Vol. 2 Chap. 20 The Eighth Wave Wants to Rush

Whistling arrow Miyuki- so long as the creature she shot was still alive, her arrow would make a horrifying whistling sound. So horrifying, it scared the monsters. The more monsters she nailed in place with an arrow, the louder the noise would be.

Which led me to wonder- what would happen if she shot a giant monster? I doubted she could pin it to the ground at long range, but would the extra size and vitality have the same effect as pinning several monsters? It turned out that the answer was “No.”

It was even louder.

Like an air raid siren on a sunny day in August. Like a scorpion crawling over your eye. Like waking up paralyzed and feeling the rats starting to eat you. The dogs are chasing you down the alley, and there is no way you can jump that fence. Terror. Not horror, but terror- the active need to flee, to escape what was coming. It reached through your ears and squeezed the hindbrain. All those juices, all that adrenalin flooding your body. Numbing the pain and telling you to run while you still can.

It worked on me. I can’t imagine what it was doing to the lesser monsters. Miyuki’s long arrow caught it just below the clavicle. The two headed giant wasn’t calm about it either. Tiger and bird both screamed and started bolting away from the Tower. I smiled, but only for a moment. The giant didn’t get far. I could see the unwillingness in its body language. Something was compelling it. Whatever instinct drove the monsters to attack the Tower was driving it too.

“Miyuki, I didn’t say only shoot it once! Keep firing until it’s dead or I say otherwise.”

“Yes, my Lord!”

No way the wave is just one monster. Is the sound really driving away all the others? Or was this guy supposed to be a wall-breaker and way-maker for a wave coming behind him? Got to be the latter, right?

Miyuki’s next arrow slammed into the beast. I thought it was going to catch the bird head dead on, but the monster slipped the shot and caught the yard long arrow right between the two heads.
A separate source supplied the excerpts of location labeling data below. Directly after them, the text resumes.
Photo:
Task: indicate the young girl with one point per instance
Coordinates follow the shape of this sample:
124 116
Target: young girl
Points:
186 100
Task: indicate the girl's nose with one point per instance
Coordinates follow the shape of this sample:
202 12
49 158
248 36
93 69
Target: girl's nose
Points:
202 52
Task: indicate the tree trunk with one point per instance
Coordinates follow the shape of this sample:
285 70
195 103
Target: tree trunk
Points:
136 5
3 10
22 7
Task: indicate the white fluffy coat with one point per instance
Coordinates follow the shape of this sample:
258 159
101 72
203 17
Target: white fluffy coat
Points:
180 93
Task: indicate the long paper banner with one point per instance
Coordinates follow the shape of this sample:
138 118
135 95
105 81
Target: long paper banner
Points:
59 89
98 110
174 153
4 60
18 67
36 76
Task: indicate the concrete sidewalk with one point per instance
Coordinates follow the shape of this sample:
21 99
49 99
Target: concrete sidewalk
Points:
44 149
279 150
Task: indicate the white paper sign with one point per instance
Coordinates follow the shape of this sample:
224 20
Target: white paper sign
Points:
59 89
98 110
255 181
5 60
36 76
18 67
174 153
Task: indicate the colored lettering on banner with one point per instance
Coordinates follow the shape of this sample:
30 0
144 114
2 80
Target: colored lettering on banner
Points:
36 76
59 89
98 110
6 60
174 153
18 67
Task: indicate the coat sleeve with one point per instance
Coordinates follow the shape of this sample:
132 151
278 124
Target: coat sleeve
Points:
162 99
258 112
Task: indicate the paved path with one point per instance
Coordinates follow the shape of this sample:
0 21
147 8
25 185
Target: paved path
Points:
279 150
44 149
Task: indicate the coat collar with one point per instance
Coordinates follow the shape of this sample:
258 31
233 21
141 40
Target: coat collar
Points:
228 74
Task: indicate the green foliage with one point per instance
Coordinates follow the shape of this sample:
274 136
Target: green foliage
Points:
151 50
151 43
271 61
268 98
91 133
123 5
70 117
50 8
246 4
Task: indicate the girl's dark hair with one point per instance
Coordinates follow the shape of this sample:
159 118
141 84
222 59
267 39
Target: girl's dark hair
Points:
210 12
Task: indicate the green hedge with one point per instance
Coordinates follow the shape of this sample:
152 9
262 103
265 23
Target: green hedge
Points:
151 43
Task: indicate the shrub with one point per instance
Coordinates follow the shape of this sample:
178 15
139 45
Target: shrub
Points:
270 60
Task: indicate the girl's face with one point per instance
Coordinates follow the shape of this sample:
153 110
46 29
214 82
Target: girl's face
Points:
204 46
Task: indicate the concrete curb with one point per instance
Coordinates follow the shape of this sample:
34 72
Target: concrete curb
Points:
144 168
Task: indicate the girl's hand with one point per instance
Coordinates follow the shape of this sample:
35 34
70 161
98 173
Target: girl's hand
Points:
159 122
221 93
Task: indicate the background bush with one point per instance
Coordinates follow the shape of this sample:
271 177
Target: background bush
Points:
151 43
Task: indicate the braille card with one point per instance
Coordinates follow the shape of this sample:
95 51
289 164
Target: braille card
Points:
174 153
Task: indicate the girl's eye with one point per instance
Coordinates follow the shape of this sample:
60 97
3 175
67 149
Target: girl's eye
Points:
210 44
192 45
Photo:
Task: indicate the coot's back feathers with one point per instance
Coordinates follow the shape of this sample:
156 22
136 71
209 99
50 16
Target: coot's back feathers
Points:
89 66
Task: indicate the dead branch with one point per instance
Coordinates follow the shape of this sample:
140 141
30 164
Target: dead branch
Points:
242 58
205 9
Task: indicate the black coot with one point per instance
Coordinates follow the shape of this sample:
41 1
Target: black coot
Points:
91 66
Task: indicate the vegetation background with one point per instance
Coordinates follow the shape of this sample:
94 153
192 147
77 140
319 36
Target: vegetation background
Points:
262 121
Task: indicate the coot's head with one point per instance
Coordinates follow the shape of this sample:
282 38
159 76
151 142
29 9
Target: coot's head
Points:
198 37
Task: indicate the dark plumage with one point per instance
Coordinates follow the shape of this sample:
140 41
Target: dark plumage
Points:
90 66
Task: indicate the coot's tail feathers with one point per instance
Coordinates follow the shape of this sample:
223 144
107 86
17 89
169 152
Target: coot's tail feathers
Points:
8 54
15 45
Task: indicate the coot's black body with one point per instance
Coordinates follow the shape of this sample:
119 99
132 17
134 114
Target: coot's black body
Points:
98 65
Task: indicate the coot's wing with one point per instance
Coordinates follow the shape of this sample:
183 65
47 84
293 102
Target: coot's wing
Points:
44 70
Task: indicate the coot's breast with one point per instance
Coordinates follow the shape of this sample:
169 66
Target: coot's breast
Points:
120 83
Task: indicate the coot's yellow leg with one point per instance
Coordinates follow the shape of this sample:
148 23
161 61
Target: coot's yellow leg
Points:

This was not received well by the monster. The hideous thing collapsed on the ground and thrashed. Trees exploded into clouds of splinters, into shrapnel that scythed through the woods. The beast clawed at its body, trying to rip out the arrows, or at least distract itself from the noise.

God, the noise!

Loud. Shockingly, shatteringly loud. Overwhelming any nuance or variation, the screaming whistle of the arrows were agonizing. The urge to run from the sound electrified my muscles. I could feel myself twitch. Feel my body trying to escape before my brain could overrule it.

I heard the artillery fire. I cranked my head around and saw Steelheart Pomoroi firing with her usual elan. There were targets marked in the woods. She had her orders. What’s a bit of noise to an old cannoneer?

“Give ‘em Hell, Pomoroi!” I shouted to keep my spirits up, to stay in the fight

“Pomoroi, by Imperial Decree!” Pomoroi agreed. She hadn’t ever run from a fight in her life. Or in death. She had a cannon beneath her. Her Emperor was behind her. The enemy was before her. Everything was just how it should be. She tugged the lanyard, and her little cannon roared. I roared with it.

“Contact front left!” Rakim shouted, her carbine up and in action. I swung my head around, trying to see. Were they murder baboons? No. Something I had been expecting for a while but hadn’t seen yet. Speedy units. They looked like they got more of the wolf in the wolf-bat hybrid that made up the faces of the basic monsters. Bigger than the murder baboons, but a lot smaller than standard monsters.

I watched them zip around and felt a sudden sense of calm.

“Boy, you guys picked the worst time to come over, huh?”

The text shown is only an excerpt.